We may want ot add different test log/outputs to meat different IDE
expectation.

> Also, if you built a Windows application, I believe most developers who
> write C++ in Windows use Visual Studio. A Visual Studio addon might be
> more
> appropriate for them.

Yes. THat What I though it should look like.

> If I were doing this, I might try something like the following:
>
> Build a command line application that can:
>
> 1 - Run the unit tests that result from compiling a set of source files
> (equivalent to a [ run ../src/$(CPP).cpp ] in a Jamfile). I may not want
> to
> run all of my unit tests, and just want an interface to run those from one
> file.

1.34.0 includes boost_test_runner tool. It could be used to run test modules
build as DLLs. Test case selection support is planned for next release.

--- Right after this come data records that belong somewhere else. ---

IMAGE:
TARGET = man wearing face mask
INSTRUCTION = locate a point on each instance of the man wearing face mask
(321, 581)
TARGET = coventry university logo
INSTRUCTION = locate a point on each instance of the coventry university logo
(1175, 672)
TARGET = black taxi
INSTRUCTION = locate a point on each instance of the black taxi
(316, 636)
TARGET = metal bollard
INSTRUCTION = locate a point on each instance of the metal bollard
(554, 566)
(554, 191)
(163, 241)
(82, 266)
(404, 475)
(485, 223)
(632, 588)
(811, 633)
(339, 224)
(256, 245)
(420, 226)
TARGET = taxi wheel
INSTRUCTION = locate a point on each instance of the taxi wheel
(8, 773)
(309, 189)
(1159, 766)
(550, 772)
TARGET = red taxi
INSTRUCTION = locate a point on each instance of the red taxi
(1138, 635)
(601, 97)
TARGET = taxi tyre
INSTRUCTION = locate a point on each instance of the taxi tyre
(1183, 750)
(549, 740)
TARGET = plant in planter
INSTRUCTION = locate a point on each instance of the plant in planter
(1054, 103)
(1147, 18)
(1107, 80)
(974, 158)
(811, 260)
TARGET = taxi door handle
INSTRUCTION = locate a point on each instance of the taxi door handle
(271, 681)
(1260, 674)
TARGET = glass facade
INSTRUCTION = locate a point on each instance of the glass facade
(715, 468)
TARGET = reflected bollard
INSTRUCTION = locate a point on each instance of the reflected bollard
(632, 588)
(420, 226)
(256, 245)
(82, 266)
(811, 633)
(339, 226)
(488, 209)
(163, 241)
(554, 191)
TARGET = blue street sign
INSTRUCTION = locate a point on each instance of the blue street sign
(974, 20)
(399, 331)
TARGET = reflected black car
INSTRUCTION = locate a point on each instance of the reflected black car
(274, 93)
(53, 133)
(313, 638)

> 2 - Automatically add test cases.

test suites, fixtures etc

> 3 - Run in a loop where it repeatedly compiles and runs any unit tests
> whose
> source files have changed (I could have this open in a command window as I
> code, and see failing unit tests soon after I save my faulty code).
>
> And then build a Visual Studio addon that makes it possible to use this
> command line application from inside VS. It would parse the information,
> and
> display it to the user in useful ways, and allow the user to go straight
> to
> where tests failed, or just run a single file's unit tests.

I am ont sure that command line based addon is based approach. I would
rather do separate test runner as addon.